Barbara refuses to enter this economy. She will not exchange her desire for love, security, or even legal pardon. When Georges offers her a deal—cooperate, confess, and he will make things easier—she looks at him with genuine pity. She is not corruptible because she has already exited the system of corruption. She is, in a terrifyingly literal sense, beyond good and evil.
This makes her monstrous to Georges. He can handle a criminal. He can handle a whore. He can even handle a cold killer. But he cannot handle a woman who is genuinely, ecstatically free of the law’s judgment. His investigation becomes an obsession, then a crucifixion. He cannot arrest her soul, and that drives him mad.
Breillat, in a masterstroke, refuses to turn Barbara into a heroine. She is not likable. She is cold, cryptic, and often cruel. She toys with Georges not for revenge, but because it amuses her. This is not a feminist revenge fantasy. It is something far more unsettling: a portrait of a woman who has achieved a kind of post-human liberty, and who is consequently as amoral as a natural disaster.
The Breillat Code: Deconstructing the Male Gaze
To understand Dirty Like an Angel, one must abandon conventional cinematic morality. Breillat is not interested in whodunnit. She is interested in the transaction of looking.
By 1991, Laura Mulvey’s theory of the "male gaze" had become academic currency. Breillat, ever the provocateur, decides to literalize it. Pierre is the ultimate spectator—a man who has seen so much violence and depravity that he can no longer achieve arousal through normal sexuality. He has regressed to a primal state of voyeurism. He wants not a lover, but an image.
Barbara, for her part, is not a victim in the legal sense. She is a pragmatist. Lio’s performance is masterful precisely because it refuses psychological motivation. She doesn’t cry. She doesn’t bargain. She negotiates. She agrees to Pierre’s terms with the same flat affect she might use to order a coffee. This terrifies Pierre more than any threat of arrest ever could.
Breillat inverts the power dynamic. Pierre believes he is the master—the voyeur, the cop, the man. But by accepting his perverse contract, Barbara has robbed him of his authority. She gives him exactly what he asks for: a silent, dirty angel. And in giving it freely, she reveals the poverty of his desire. He wanted to possess her; instead, she has become an object so perfectly that he can no longer see a person. He becomes lonely in her presence.

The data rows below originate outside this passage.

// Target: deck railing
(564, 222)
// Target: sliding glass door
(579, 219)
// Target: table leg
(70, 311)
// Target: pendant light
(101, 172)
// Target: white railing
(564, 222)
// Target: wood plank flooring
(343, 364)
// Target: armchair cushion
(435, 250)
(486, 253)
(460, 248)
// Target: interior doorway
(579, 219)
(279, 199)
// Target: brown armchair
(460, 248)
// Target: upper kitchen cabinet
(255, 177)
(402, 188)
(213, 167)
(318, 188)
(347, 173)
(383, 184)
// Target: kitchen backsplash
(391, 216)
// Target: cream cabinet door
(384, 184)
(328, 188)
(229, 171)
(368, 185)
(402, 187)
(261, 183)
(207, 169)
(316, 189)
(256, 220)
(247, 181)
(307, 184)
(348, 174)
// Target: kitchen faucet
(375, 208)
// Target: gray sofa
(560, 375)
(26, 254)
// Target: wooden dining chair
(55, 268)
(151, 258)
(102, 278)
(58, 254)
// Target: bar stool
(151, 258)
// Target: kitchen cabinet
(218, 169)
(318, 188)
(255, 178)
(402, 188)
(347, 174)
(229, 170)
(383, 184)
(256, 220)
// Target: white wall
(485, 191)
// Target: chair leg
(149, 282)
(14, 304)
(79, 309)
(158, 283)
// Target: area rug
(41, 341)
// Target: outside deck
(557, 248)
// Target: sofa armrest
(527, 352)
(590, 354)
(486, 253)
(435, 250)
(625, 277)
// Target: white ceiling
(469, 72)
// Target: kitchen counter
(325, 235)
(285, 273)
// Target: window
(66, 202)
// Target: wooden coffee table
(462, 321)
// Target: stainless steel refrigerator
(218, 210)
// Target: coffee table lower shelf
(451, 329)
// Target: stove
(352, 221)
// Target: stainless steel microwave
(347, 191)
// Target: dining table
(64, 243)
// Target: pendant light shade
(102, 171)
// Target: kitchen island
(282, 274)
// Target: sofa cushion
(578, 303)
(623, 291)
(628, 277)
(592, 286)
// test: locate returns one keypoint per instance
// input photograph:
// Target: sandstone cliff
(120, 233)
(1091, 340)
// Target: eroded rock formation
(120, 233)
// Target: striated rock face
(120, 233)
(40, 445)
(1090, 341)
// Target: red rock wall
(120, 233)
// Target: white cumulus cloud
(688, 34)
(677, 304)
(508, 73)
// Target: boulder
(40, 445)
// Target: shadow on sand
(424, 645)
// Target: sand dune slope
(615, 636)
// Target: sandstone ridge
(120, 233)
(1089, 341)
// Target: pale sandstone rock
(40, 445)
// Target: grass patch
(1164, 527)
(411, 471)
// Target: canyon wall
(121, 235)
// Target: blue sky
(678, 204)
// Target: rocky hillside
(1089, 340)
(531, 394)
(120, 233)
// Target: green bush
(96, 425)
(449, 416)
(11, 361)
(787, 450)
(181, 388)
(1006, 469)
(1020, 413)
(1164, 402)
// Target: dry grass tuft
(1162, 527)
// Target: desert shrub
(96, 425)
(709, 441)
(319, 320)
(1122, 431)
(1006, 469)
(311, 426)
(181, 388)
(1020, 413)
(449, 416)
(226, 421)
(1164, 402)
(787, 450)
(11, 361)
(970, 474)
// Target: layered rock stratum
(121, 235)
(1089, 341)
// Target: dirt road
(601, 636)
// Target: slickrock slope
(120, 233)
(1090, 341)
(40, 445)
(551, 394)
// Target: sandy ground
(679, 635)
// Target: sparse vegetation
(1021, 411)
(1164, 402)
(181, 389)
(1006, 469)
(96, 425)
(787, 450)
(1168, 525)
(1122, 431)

The Aesthetic of Grit: Visual Language of the Abject
Cinematographer Laurent Dailland shoots the film with a double consciousness. The exteriors—the rainy docks, the neon-lit bars—evoke the grainy, blue-black palette of classic French noir (think Le Samouraï or Ascenseur pour l'échafaud). This is the world of men, of action, of crime.
But the interiors—specifically Pierre’s apartment—are something else entirely. The walls are stained yellow. The sheets are grey. The light is stomach-turning, a sickly sodium glow that clings to skin like sweat. This is the world of fantasy made real. It is not erotic; it is epidermal. Breillat forces us to sit in the discomfort of watching a man watch a woman, without the relief of a cutaway or a musical swell.

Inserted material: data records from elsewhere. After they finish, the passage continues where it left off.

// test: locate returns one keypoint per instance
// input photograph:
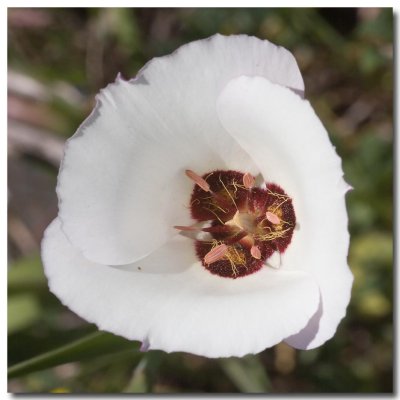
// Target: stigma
(242, 225)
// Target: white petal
(192, 311)
(121, 186)
(292, 149)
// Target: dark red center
(245, 224)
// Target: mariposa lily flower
(202, 207)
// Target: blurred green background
(60, 58)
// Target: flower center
(239, 225)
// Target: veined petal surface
(290, 146)
(121, 186)
(192, 310)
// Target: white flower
(113, 255)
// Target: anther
(198, 180)
(273, 218)
(248, 180)
(255, 252)
(216, 254)
(185, 228)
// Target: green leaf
(247, 374)
(22, 311)
(91, 346)
(26, 274)
(145, 373)
(138, 382)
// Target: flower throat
(239, 225)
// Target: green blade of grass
(91, 346)
(248, 374)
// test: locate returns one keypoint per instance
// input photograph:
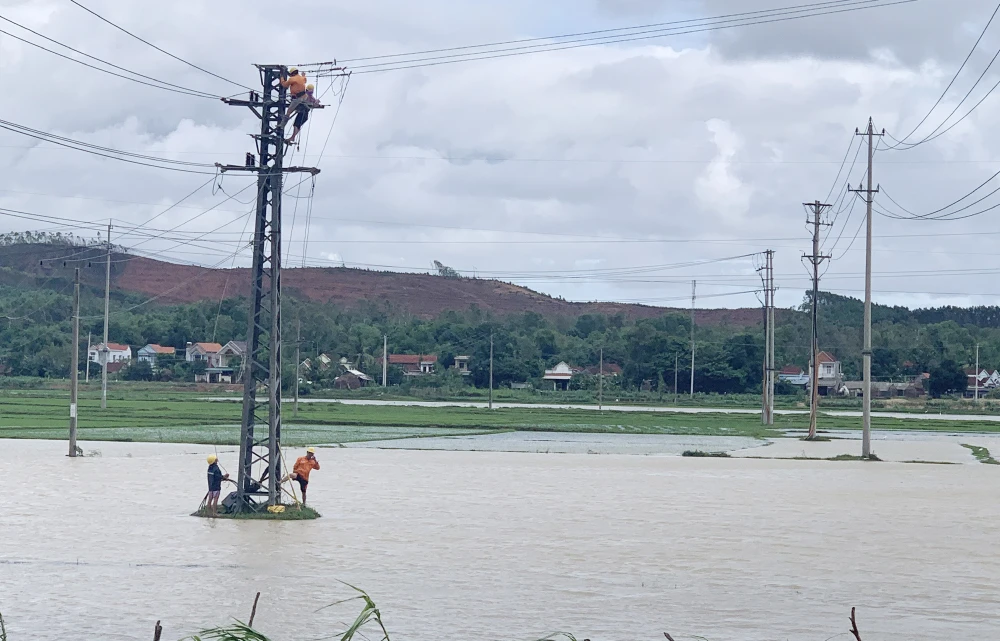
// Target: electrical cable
(168, 86)
(586, 42)
(163, 51)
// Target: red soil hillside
(419, 294)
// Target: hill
(422, 295)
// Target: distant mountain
(423, 295)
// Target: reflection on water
(463, 545)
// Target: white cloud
(716, 144)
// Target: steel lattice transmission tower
(259, 448)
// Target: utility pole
(677, 361)
(977, 372)
(600, 384)
(74, 372)
(767, 383)
(260, 465)
(107, 304)
(298, 360)
(866, 442)
(818, 209)
(694, 284)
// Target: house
(233, 354)
(116, 353)
(831, 377)
(912, 387)
(610, 370)
(793, 374)
(413, 364)
(462, 365)
(560, 375)
(207, 353)
(151, 352)
(216, 375)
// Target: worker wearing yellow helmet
(215, 479)
(303, 466)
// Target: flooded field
(498, 545)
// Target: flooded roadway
(499, 545)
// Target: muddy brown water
(494, 545)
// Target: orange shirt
(304, 465)
(296, 84)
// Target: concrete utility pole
(298, 361)
(600, 384)
(105, 351)
(818, 209)
(74, 372)
(866, 443)
(767, 384)
(677, 362)
(977, 372)
(260, 473)
(694, 285)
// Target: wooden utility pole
(74, 371)
(600, 384)
(694, 285)
(866, 439)
(818, 209)
(105, 352)
(298, 362)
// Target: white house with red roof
(116, 353)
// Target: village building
(116, 353)
(207, 353)
(413, 364)
(560, 375)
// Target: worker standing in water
(303, 466)
(215, 479)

The film’s most radical sequence occurs in the third act. Pierre, drunk, slaps Barbara. She does not flinch. He slaps her harder. She smiles. In a devastating reversal, she reveals that she never needed his protection. She has had power all along—the power of her own criminal act. She confesses not to murder, but to will. "I wanted him dead," she says of her husband. "That is a worse crime than killing him."
Pierre is destroyed. He didn’t want a killer; he wanted a doll. Confronted with a real, desiring woman, his voyeurism collapses.